I think we at Messiah need to take a careful look at each of these potential avenues. At this time I cannot tell exactly where that may lead, as I do not know what the future holds. My hope is only that we would do it within the framework of, and out of a deep commitment to, the “one, holy, catholic, and apostolic church”.

18 September 2008

A Sinking Ship?

The Episcopal Church has been likened to an ocean-going liner that is headed on a path towards shipwreck. In our case, the captain appears not only prepared to go down with the ship, but intent on herself taking the ship down. Expensive litigation, disregard for the church’s canons, and the rejection of Jesus’ own words in the gospel can only serve to further weaken and divide the church. Meanwhile many of her officers and crew are below decks puncturing the hull.

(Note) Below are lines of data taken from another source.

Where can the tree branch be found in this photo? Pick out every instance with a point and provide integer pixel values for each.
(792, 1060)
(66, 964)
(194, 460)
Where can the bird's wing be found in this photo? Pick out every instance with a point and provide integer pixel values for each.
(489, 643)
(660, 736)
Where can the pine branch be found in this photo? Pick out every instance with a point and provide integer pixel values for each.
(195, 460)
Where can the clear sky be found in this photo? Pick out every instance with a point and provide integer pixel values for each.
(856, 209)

The turning radius of the Titanic as she approached the fatal iceberg on the Atlantic in 1912 was nearly three quarters of a mile. Many would agree that the good ship Episcopal is already within that radius, headed for unavoidable disaster. “We are in schism,” wrote our own bishop from the Lambeth Conference on July 30. Ephraim Radner, a member of the international Covenant Design Group of the Anglican Communion, has called for “an orderly separation”, echoing the bishop of Winchester’s comments during the Lambeth Conference.

To take the imagery further, many have let down lifeboats. The Anglican Catholic Church, the Anglican Province of America, the Charismatic Episcopal Church, the Evangelical Episcopal Church and a whole host of forty or more others (most of them small splinter groups), are made up of individuals and congregations that have departed from the Episcopal Church over the past thirty years.

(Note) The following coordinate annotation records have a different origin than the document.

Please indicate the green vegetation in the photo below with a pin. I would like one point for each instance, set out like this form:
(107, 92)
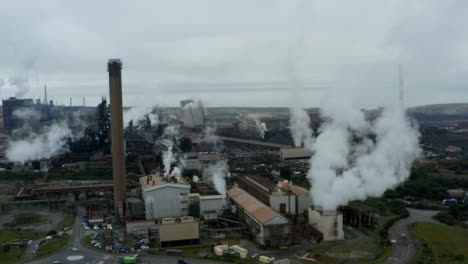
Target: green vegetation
(68, 220)
(358, 250)
(12, 254)
(9, 235)
(19, 175)
(423, 184)
(455, 215)
(24, 219)
(52, 246)
(442, 244)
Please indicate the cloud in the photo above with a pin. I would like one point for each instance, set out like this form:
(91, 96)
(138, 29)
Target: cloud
(161, 43)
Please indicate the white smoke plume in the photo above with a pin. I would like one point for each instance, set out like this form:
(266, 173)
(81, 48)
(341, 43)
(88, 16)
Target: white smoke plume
(139, 113)
(299, 125)
(27, 114)
(195, 178)
(52, 142)
(209, 137)
(170, 140)
(356, 158)
(193, 114)
(261, 127)
(217, 174)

Meanwhile, others have brought their own rescue vessels alongside, with the offer of taking endangered Episcopalian parishioners, congregations, and now even dioceses, into protective custody. The Anglican provinces of Rwanda, Nigeria, Uganda, Kenya, and the Southern Cone have all taken these measures over the past six years or so.

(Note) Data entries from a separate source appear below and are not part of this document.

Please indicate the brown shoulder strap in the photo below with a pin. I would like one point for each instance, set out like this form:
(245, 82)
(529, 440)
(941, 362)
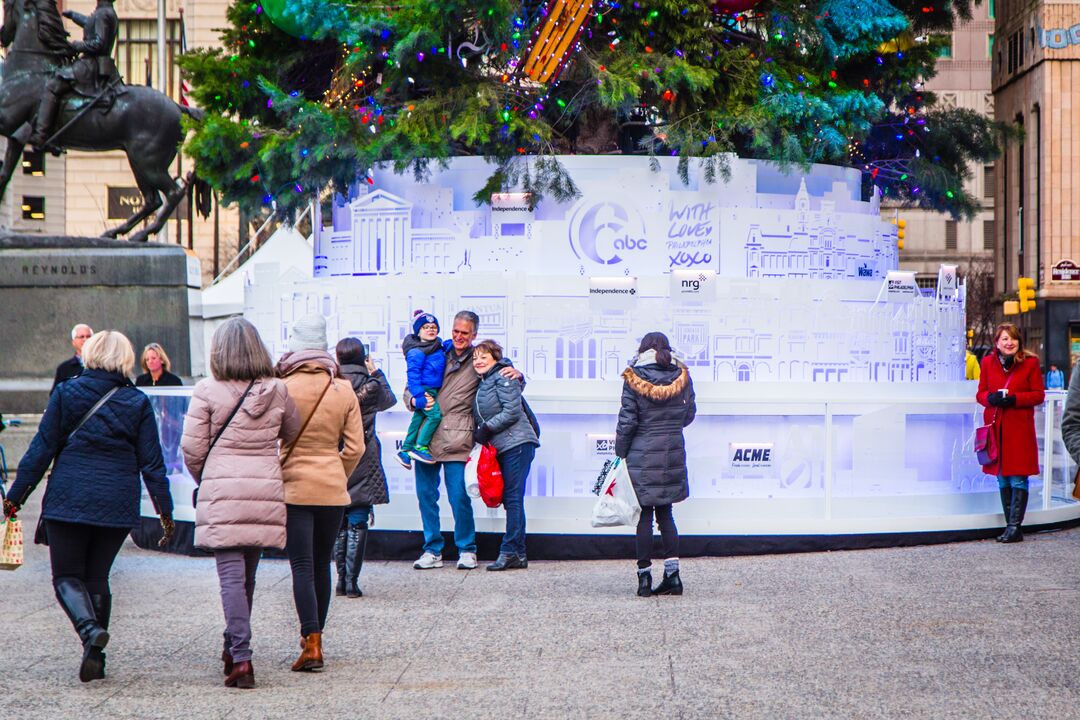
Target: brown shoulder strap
(284, 458)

To join with either of these movements is tempting. Yet there is a difficulty. We know where the Episcopal Church is headed. Yet we cannot be certain that where either the lifeboats or the rescue vessels will take us is any better. Most of the lifeboats are likely to remain just that: small clusters of angry people who find their identity in being in opposition to the teachings of the Episcopal Church, and who will eventually sink into oblivion.

There is considerably more hope in the rescue vessels. Increasingly, they are working in synchrony, under the banner of the Common Cause Partners. In addition, the archbishops of the respective provinces have made it clear that their actions are intended to provide only a temporary sanctuary until a more permanent solution is found—in our case the establishment of a new Anglican province on North American soil.

However, there are factors that make this a very fragile convoy: differences of opinion over the role and ordination of women in the church, the issue of continuing overlapping jurisdictions within the province itself, and the question as to whether the new province will ever gain recognition throughout the Anglican Communion, to name just three. Each of these could seriously compromise the seaworthiness of the new vessel, and potentially cause it to founder.